He hadn't had the radio on at all, nothing but sound and silence and the thick, wet smell of dirt drying out in the heat and the little book with its pages full of people. If he'd lost his mind some, it was maybe driving too long in that truck without stopping much on eating and sleeping, and the way the blade in the back was all wrapped up with a handkerchief gone rust-brown. The first one had come on up, lurching and shuffling like someone who'd done themselves a harm and he'd leaned out the roll-down window and hollered, polite, to ask the way to the nearest town.

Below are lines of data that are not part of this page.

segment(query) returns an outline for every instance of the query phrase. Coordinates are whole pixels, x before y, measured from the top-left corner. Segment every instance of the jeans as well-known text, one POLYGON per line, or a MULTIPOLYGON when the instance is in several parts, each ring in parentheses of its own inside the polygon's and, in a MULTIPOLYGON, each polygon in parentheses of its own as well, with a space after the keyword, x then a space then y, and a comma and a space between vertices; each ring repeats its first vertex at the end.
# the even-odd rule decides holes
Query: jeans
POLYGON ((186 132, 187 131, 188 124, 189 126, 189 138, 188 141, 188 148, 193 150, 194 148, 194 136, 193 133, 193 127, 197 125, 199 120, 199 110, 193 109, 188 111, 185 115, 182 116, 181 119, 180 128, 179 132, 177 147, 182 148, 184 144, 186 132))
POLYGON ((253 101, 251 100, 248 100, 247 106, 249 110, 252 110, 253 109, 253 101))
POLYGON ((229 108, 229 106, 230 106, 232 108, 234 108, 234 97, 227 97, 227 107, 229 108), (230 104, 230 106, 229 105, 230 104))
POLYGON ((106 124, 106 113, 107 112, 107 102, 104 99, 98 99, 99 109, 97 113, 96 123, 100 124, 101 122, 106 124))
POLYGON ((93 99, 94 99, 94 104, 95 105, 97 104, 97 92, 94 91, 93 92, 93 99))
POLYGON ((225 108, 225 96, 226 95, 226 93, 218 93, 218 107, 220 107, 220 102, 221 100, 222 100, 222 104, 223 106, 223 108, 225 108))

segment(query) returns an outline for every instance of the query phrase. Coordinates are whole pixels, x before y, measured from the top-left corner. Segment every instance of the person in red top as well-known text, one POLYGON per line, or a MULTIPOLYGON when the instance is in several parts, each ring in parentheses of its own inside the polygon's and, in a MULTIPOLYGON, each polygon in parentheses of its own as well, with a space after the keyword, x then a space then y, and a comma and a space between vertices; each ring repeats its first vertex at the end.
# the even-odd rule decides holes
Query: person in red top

Then he'd seen the face of that dead man and whatever haint hung about from thirteen years gone by, it was wiped out with a new one that made his stomach back itself unpleasantly right up in his throat. He leaned on out the roll-up and he shot - no hesitation, just bang, right off and the dead thing went down with a wet sound, like paint. And then the rest of them shuffled on in.
The truck now was surrounded, two-men deep. They were clawing at the lip of the roll-down windows and Jake, he was crammed far back in his seat as it would go, with the gun tilted toward the window, his breath held like burning in his chest and his face messy-damp. He figured he was good and gone, dead, except dead here was up and walking and that didn't tally any with the God his grandma had put into his head with church and praying and singing. God wasn't here, and he'd frozen on the words to praying, and he had his finger locked against the trigger and his eyes half-closed and he figured dead was better than letting them get at him.]